Obviously the incentives of Stern and Hunter would lead them to see these numbers differently. The fans of the NBA, though, are motivated by a different concern. Fans would like to be able to pay less to go to games. And some might think that if the owners achieved their objectives (i.e. were able to get the players to play for less), ticket prices could come down.
In fact, President Obama made such an argument just a few weeks ago. Marv Albert asked the president what he would do if he was the commissioner of the NBA for a day:
The biggest change I'd probably propose right now is the commissioner needs to figure out how to price tickets so that ordinary people can go to the games. I mean, I think that ticket prices have gotten so high, and I understand that salaries are high, ticket prices are going to be high, but you know, you hate to think that the only person that can go to a game is somebody who's got a corporate account.
The president's argument reflects the beliefs of many fans. People seem convinced that higher player salaries have caused higher ticket prices. This belief, though, reverses the actual cause and effect relationship.
Ticket prices in the NBA -- like prices in general -- are driven by supply and demand. But supply in the NBA is essentially fixed. Teams play 41 home games each season. And because the size of the arena changes infrequently, the number of tickets available each year doesn't change much.
This means that prices are primarily driven by demand. Across time, we see that the number of people interested in basketball has increased. Furthermore, these people have higher and higher incomes. As a result, the prices teams can charge to fans have increased.
The increase in prices -- coupled with increases in other revenue streams (i.e. national television) -- has given teams more money to spend on players. And as a consequence, the salaries paid to players have risen over time.
Imagine, though, that the world worked as fans believed. We would then have to ask why players like Larry Bird and Magic Johnson were paid so little. The NBA recently announced that the salary cap in 2010-11 would be $58 million, a small increase over the $57.7 million cap that was in place for the 2009-10 season (such an increase suggests the league is not quite in as bad a shape as Stern claims). Back in 1984-85, though, the cap was $3.6 million. And players like Bird and Magic were only paid $1.8 million and $2.5 million respectively.
Magic produced 24.3 wins for the Lakers in 1984-85. And Bird produced 27.6 wins. To put those numbers in perspective, LeBron James led the NBA in 2009-10 with 27.2 wins produced (see Stumbling on Wins for how this is calculated). LeBron, though, was paid $15.8 million dollars last season. If the story told by fans was true, we would have to wonder why Magic and Bird simply didn't ask for more money 25 years ago. Both players should have demanded at least $15 million from their respective franchises.

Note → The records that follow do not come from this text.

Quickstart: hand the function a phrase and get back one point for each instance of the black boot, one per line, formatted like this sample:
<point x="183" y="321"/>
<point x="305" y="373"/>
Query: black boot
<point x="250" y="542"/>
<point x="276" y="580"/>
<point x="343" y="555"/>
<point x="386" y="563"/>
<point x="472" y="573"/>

And if the Celtics and Lakers said they didn't have the revenues to pay such wages, both players should have simply demanded that each team raise ticket prices and charge more to networks to broadcast the NBA's games.
Actually, why should these players stop at $15 million? Why shouldn't NBA players like LeBron demand that the collective bargaining agreement be re-written so that King James can demand $100 million? Or how about $1 billion? Again, if you believe that salaries drive ticket prices, there really would be little to limit the salary demands of athletes.
Again, in reality it is demand for the game that drive ticket prices and ultimately player salaries. That tells us that the owner's attempt to reduce player salaries in the NBA is not going to change the prices charged to fans. If Stern is successful, all that will change is the profits earned by owners.
And that is ultimately what the current labor dispute in the NBA is all about. NBA owners would like to earn more profits. Lowering the prices they charge to fans is simply not consistent with that objective. As long as people are willing to pay the prices the NBA is charging, you can expect to see -- regardless of how the current labor dispute plays out -- ticket prices to remain higher than the president and other fans would like.